I was about to tell her that she was in the wrong office.  Her placement issues are not my problem.  She should go to the registrar and leave me alone.  I could then drink up her defeat, and if lucky I could relish a tear or two.  But no, I had to remind myself, I'm taking a different path this semester.  Enjoying the long pain.  Students who require special permission early on are much more likely to crash and burn dramatically.  And this one had great potential to fail colossally.

So, I smiled and told her I would be happy to let her in my class.  Perhaps I smiled a little too much.  She seemed to back away slightly before forcing herself to reach over and take the signed form from me.  Ah, trying to put on a brave face.  I look forward to watching her cry later in the semester.  She would learn her place in the world, and it was far from intellectual pursuits.

Thursday, August 23, 2012

They Will Get What They Deserve

Despite my best efforts, here we are barely a week before the semester starts, and I'm going to be teaching first semester calculus.  First semester calculus!  Babysitting a room full of idiots who are practically surgically connected to their phones.  Those sad, vacant stares alternating between confusion and fear.

It was Sherman who threw me under the bus.  All of us in the department who know The Path shared in the responsibility, but they let the blame fall on my shoulders.  He told me we all would have to participate in active recruitment at the lowest levels to make up for the losses this last year.  The others took things like discrete structures, linear algebra.

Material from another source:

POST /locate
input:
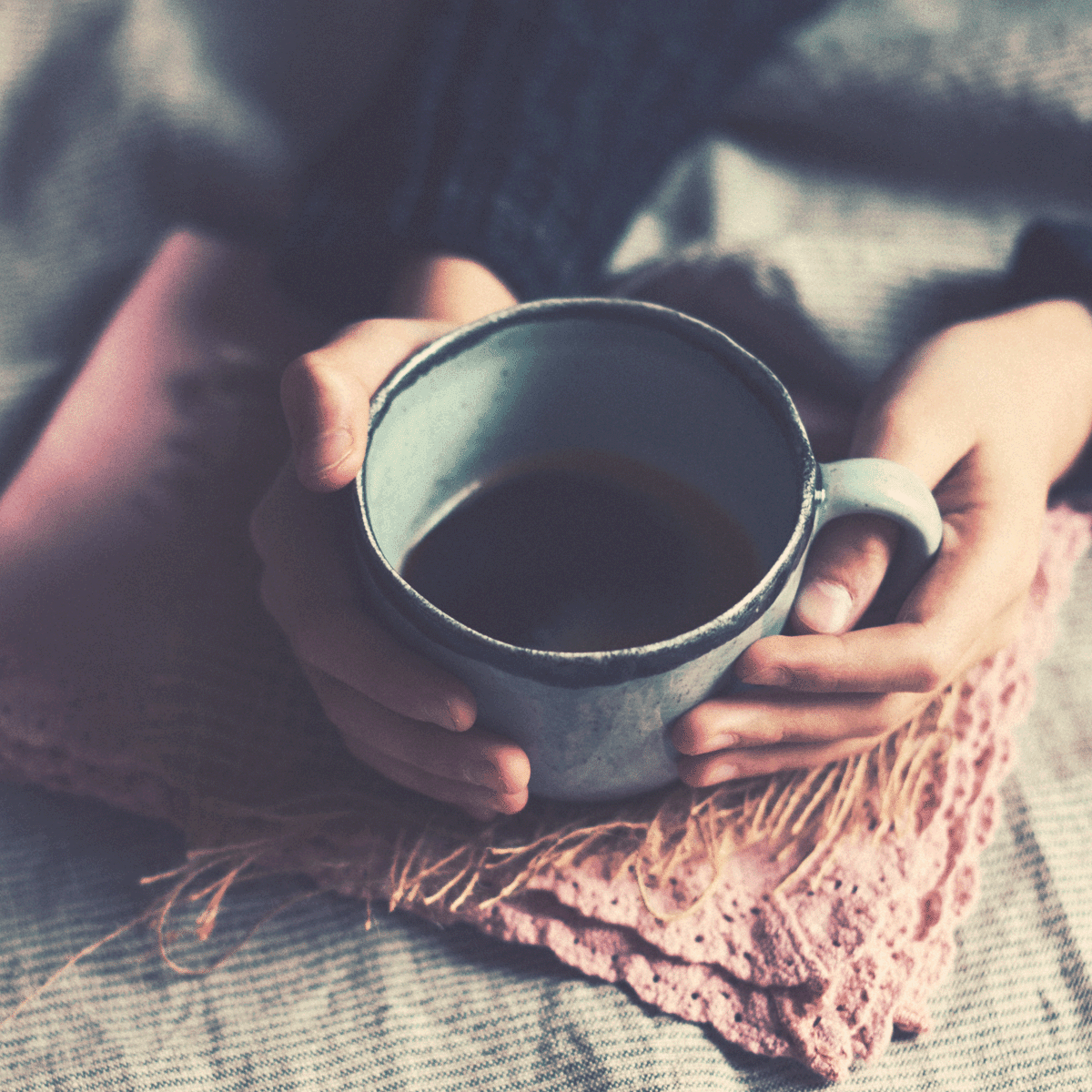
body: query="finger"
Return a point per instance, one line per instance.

All classes that, while beneath us, at least would have a decent number of math majors, increasing the chances of having a student with an affinity for The Path.  He said someone had to cover one of the calculus sections, "to cast a wide net."  Hah!  You don't cast a wider net in a sewer hoping to catch a dolphin.

No, I know it will be a lecture hall full of people who struggle to tie their shoelaces in the morning.  And I railed against Sherman all summer trying to convince him that he was wasting my time with this.  He finally told me to drop it or he'd find a way to make my other class remedial algebra.  I shudder to think what that would be like.

But then I came around.  Maybe I was approaching this the wrong way.  Why should I be frustrated that I couldn't teach snakes to tap dance?  If I was going to have to face a room full of soulless, dead-eyed husks, perhaps I could coax a bit of life out of them.  Not by teaching them.  Ha!  No, that's not possible.  The best way to get them to perk up, pay attention, and have some light in their eyes is to give them the spark of fear.  Fear that their college careers will be over before its barely begin.  Fear that if they wanted to survive this class, they'd have to dedicate their lives to it, and even then they may not succeed.

And when they saw that all the other sections of this class were quite full, and there was no hope at all, I would be there when their dreams were crushed.

And what if I'm wrong?  What if there is someone in there that is worthy of learning The Path?  I will know.  I will see their shining beacon stand up tall as the others fall.  And when he stands over the bodies of his fallen classmates, I will show him the doorway to the answers to mysteries he never could have imagined.

Maybe it will be a good semester after all.